The Center is named after William James, eminent American philosopher and psychologist. William’s brother was the eminent novelist Henry James, his sister Alice left her own literary mark, and their father was Henry James Sr., an affluent and cosmopolitan world traveler who was interested in philosophy and religion, including the teachings of Emmanuel Swedenborg.
James received an MD from Harvard, and joined the university faculty teaching physiology, then psychology and philosophy. He wrote Principles of Psychology (1890), still considered an outstanding introduction to the field, and which included extensive writing on consciousness and the self as the center of psychology. In 1902 he published Varieties of Religious Experience, which was a pioneering treatment of mysticism, conversion, spiritual experiences, and religion from a perspective of psychology, rather than theology. James was a founder of the American Pragmatism philosophical movement as well.
He recognized that conventional assumptions can be questioned and investigated, and often transcended, and he did not hesitate to explore topics that were often ignored, then and now. James preceded transpersonal psychology in his broad interests in such topics as consciousness, mysticism, spiritual states, psychical research, unusual mental states (what might now be called altered states), hypnotism, and the psychology of spiritual experience.

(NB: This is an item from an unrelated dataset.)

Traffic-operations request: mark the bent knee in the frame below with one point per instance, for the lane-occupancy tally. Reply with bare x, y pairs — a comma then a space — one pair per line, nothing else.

In fact, James used the term “trans-personal” in 1905 to refer to the perception of an object by two persons at the same time, thus making the perception transpersonal rather than individual, a meaning related to the present concept of an expansion beyond the conventional limitations of the self.
The WJCCS at ITP supports a broad range of studies of consciousness and the mind in the spirit of William James. The Center has published a landmark book by Kenneth Ring, Mindsight, about near death experiences reported by blind persons, documenting that “visual” experiences occur in these NDE cases and are similar to those of sighted persons. The Center also holds lectures and seminars for faculty, students, and the public. The Center sponsored two transpersonal conferences at ITP with international attendance in 2004 and 2006.
The Center serves as a sponsor for faculty and students who are seeking funding for research and applied projects. The Center is intended for cutting edge research that will further the directions charted by William James, and explore the full range and spectrum of the nature, capabilities, and experiences of humanity from a transpersonal perspective.